What Color Is Your Brick?

What Color Is Your Brick?

Yellowbrick | Bob Rumsby
Bob Rumsby
5 Min Read

I have been writing about databases for more than 25 years. Most of my recent professional job searches were deliberately planned; having come from a decidedly non-high-tech background, and having found that I could make sense of databases, SQL, and data warehousing in particular, I tried to stay on the same path with the companies I sought to join.

My first database road was the Red Brick road (home of Ralph Kimball), back in 1995; 21 years later, in 2016, I set foot on the Yellowbrick road and 6 years later, I’m still driving. In between my red bricks and yellow bricks, I worked for Informix (Red Brick acquisition), IBM (Informix acquisition), ParAccel (hired by Bruce Scott of Oracle fame, and home of the eventual source code for AWS Redshift–“red” again!), Pivotal, and MapR (bit of a mistake there–except for working on the very interesting Apache Drill project, which now belongs to the affluent startup known as Dremio). I also moonlighted for a while with the short-lived BitYota. Should I have gone to Databricks somewhere along the line-did I miss a brick? If Snowflake were called Snowbrick, would I have gone there?
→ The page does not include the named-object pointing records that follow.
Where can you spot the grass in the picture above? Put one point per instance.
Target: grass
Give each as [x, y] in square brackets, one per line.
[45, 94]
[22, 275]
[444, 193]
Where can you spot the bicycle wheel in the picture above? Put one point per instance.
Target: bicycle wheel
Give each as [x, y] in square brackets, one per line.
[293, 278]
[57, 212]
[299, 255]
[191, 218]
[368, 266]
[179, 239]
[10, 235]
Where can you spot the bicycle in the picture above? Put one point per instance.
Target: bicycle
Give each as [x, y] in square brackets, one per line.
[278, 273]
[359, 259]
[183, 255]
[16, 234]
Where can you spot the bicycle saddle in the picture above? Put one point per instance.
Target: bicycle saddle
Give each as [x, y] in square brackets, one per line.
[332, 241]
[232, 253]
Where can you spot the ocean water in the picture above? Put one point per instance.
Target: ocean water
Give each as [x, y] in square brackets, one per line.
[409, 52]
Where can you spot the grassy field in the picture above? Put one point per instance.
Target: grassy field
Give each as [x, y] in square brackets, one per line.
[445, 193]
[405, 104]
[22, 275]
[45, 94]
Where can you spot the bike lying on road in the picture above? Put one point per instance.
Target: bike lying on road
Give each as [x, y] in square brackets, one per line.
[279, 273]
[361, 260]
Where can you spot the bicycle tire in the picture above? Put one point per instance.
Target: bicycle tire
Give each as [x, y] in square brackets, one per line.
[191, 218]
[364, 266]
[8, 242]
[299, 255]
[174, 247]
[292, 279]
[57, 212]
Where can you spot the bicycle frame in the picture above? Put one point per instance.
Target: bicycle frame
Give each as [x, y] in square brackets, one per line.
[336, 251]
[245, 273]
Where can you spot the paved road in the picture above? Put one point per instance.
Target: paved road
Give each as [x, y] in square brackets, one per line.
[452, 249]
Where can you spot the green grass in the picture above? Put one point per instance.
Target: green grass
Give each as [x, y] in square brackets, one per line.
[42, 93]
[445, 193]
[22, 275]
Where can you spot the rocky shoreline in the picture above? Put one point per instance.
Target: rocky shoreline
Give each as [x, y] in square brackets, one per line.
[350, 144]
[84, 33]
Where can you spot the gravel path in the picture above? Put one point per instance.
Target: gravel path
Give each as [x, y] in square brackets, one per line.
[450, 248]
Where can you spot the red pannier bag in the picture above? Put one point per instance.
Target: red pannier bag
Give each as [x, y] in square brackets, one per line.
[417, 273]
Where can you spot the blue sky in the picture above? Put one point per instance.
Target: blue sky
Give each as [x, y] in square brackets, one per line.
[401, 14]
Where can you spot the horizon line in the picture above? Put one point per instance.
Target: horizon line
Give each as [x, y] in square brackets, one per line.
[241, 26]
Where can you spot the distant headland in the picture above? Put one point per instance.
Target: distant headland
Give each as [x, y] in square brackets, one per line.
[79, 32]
In all of the companies I did join, I wrote stuff and/or taught stuff, having been given the opportunity early on at Red Brick to teach a few courses, live, to real customers (why do customers ask such difficult questions when you’re trapped in the same room with them?). I also managed people, or not, as the time and place demanded, but mostly I tried to write new things, often starting from scratch as the first writer to join an engineering team in startup mode. Along the way, I gained a reputation for testing stuff and opening bugs, suggesting better ways to write messages, and offering “Bobification” of the output returned by user interfaces and CLIs.

Occasionally I have been invited to change course and become full-time QA, or Education, or Product Management (even that!). Somehow I never wanted to change course that much, and I stuck to my guns as a writer first and foremost, but as a writer who knew a few things because he tried them out, and who questioned things when they didn’t seem all that intuitive or useful.

What’s the point of my story?

Well, this famous book called What Color is Your Parachute? came out about 50 years ago, advising job seekers to choose a line of work where they could survive and thrive, not just get hired and move on when the time comes. Since 1995, when I started working on databases, I have written the same function descriptions four or five times over in some cases (oh no, not window functions again!), but I chose that path and that repetition. I welcomed it, the same way you might welcome re-reading the same book at two or three different stages in your life. I have also established some really strong working relationships by following a few of the same good people from one company to another.

My personal experience aside, think about the longevity of the relational database market. Red Brick Warehouse was the de facto data warehouse database in 1996 (when Red Brick Systems went public, hooray!), and Amazon Redshift became a well-known cloud data warehouse about 25 years later (and they’re still using a lot of my words on their web site, no royalties paid!), but the SQL commands and functions that their respective customers used, or use, are very much the same. It’s good to work for companies that respect and keep the tried and true stuff (technology that really works, makes sense, and has stuck) while adding on shiny new stuff (technology that you hope will stick).